One thing you could do is crawl the results that users actually click on. And I think YaCy already does that. AFAIK they had an browser add-on or a proxy or something to intercept visited pages (and hence search results).
I really want to use this, but from what I read it basically requires a minimum of 20-30GB of RAM to be performant. Also the documentation appears to be a mess and highly outdated. I'd also want to cluster it internally and connect with outside peers still which seems possible, but with the large resource requirement not as feasible with my setup.
That's odd, the project page states 256 Megabytes and practically speaking that's nothing. Where did you find 20-30G? Are you sure you're not confusing the memory requirement with the suggested free hard drive space?

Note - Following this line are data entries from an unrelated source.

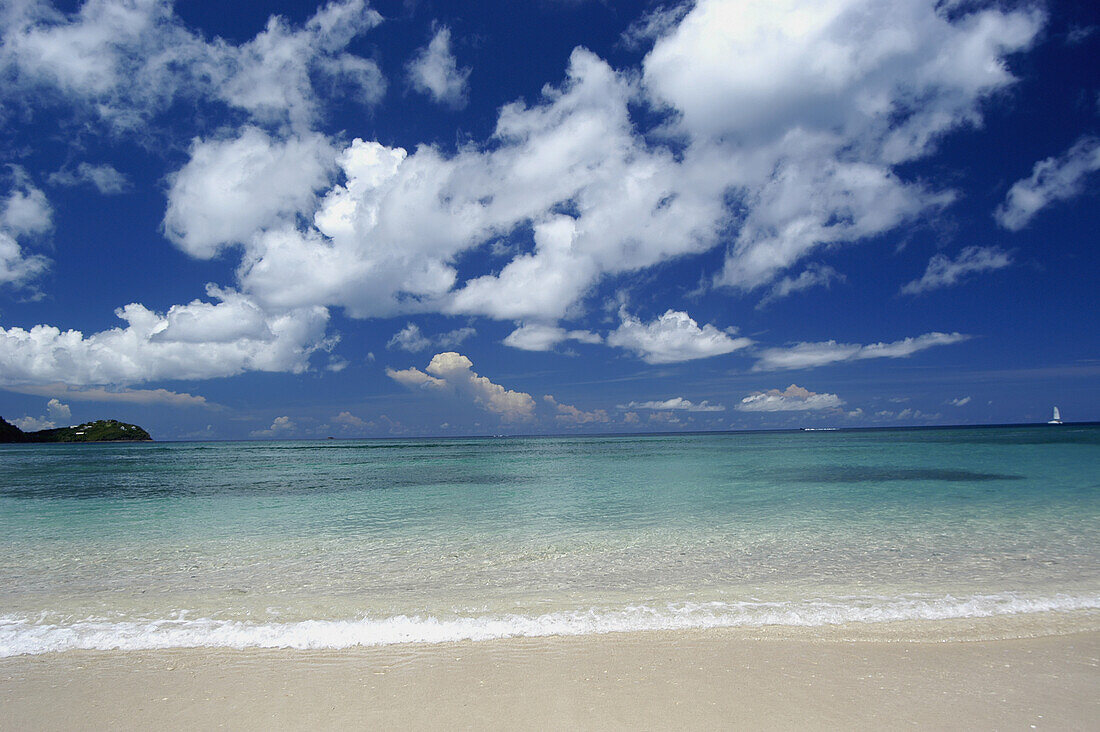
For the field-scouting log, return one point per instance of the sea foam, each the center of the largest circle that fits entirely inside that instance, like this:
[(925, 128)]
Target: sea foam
[(24, 635)]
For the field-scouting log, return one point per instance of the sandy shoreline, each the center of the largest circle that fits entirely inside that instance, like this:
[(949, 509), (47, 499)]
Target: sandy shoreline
[(699, 679)]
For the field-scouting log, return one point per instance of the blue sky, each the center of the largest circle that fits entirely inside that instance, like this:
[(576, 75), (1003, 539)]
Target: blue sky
[(446, 218)]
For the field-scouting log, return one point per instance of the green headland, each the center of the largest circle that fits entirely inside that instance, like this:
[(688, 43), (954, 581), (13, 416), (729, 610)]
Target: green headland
[(100, 430)]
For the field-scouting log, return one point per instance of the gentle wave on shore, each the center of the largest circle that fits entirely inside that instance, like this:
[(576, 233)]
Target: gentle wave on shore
[(336, 544), (28, 636)]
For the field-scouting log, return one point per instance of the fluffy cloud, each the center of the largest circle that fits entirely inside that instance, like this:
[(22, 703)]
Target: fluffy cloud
[(782, 129), (409, 338), (813, 104), (793, 399), (199, 340), (281, 427), (58, 410), (809, 356), (349, 422), (125, 62), (806, 142), (570, 415), (435, 72), (677, 403), (671, 338), (116, 395), (1052, 179), (385, 239), (453, 372), (231, 188), (944, 272), (33, 424), (539, 337), (103, 177)]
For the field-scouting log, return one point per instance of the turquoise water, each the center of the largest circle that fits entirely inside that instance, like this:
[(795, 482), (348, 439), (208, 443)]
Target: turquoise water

Even if it does need 32G of RAM to perform well it's not a very high hurdle. 32G of DDR4 can be had used for less than $75. Toss that in an old Core8/9 I5 Desktop, install your preferred flavor of Linux, add Docker, and you're off to the races.
I've run it in containers, never used that many resources. The whole server (running a few dozen containers) was 32gb, and it wasn't impacted in any sensible way.
That is misinformation. It doesn't need anywhere close to that amount of RAM. It's pretty much like other webapps and I used to run it on an old computer. It'll fill up your harddisk, though. If you allow it to do that.
There also seems to be a lot of settings so perhaps they had it misconfigured. It also is Java so I wouldn't put it past it for such a monolith of a Java program to require so much to be performant. Perhaps I'll try a cluster of them then and see how it fares.
Well initial setup was definitely interesting. I didn't want to expose 8090 and wanted it behind a web proxy and I finally got that working and actually received my first remote crawl overnight. I had to change to 80/443 internally so it would map correctly for p2p connections, public port setting doesn't apparently cut it. I kinda dislike the whole setup with it micromanaging CPU load, but otherwise it doesn't seem atrocious for a new peer at least, I guess this and the web proxy problems are likely awkward due to the age of the software.